И я с новым отчаянием подумал, что эта древесная Тора опять и опять подтверждает: в мире нет ничего случайного. Все происходящее – частица огромного, запрятанного в тебе и вокруг тебя действа, прошлое и настоящее единоутробны. После долгих лет мучительного поиска я уже решил было отказаться от избранничества как награды за вечное изгнание. Но вот являются эти несчастные, потерявшие душу, и кастетами, дубинками, кинжалами погромов загоняют обратно в лоно отброшенных заветов, преграждают путь к вольному миру. И не обойти их, не переступить через них.

– Пошли, ребята, – шепнул Крыса, заметивший, что кое-кто из прохожих стал оглядываться на них. – Как бы не напороться на охрану.

Он купил у продавщицы жареной кукурузы два кулька «петушков», все зачавкали, но мне не предложили.
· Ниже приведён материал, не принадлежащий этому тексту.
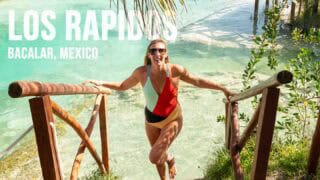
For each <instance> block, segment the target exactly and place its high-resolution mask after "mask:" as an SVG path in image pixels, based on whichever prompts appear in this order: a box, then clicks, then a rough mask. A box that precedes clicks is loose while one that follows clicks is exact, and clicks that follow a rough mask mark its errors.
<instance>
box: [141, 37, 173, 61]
mask: <svg viewBox="0 0 320 180" xmlns="http://www.w3.org/2000/svg"><path fill="white" fill-rule="evenodd" d="M157 43H163V44H164V45H165V47H166V49H167V54H168V48H167V43H166V42H165V41H164V40H162V39H155V40H153V41H151V42H150V44H149V45H148V47H147V52H146V55H145V56H144V65H145V66H146V65H151V59H150V58H149V57H148V53H149V49H150V47H151V46H152V45H154V44H157ZM168 62H169V56H167V57H166V59H165V63H168Z"/></svg>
Какой-то седой прохожий вдруг прилип глазами к странной пятерке юношей – один посередине, двое впереди, двое позади. Вид у него был уверенный, спокойный, такой, не задумываясь, вмешается, предложит свою помощь. Решиться? Крикнуть? Выскочить из живой четырехугольной клетки? Что мне угрожает на этих оживленных аллеях? Что же предпочтительнее? Шумным поступком привлечь внимание людей, показать, как я испугался предполагаемой угрозы? Или дойти до выхода из парка и там, получив вдогонку несколько бездарных оскорблений, очутиться на свободе?

Вся природа моя, весь сложившийся с годами привычный ход мыслей привели к этому итогу: я предпочел второе решение. Чтобы успокоить последовавшего за нами защитника, я солидарно рассмеялся очередной шутке Крысы, а когда тот, заметив преследователя, обратился ко мне и протянул кулек с «петушками», взял горсть и стал жевать.

У поворота участливый прохожий отстал, растворился в тени густых, кокетливо подстриженных туй.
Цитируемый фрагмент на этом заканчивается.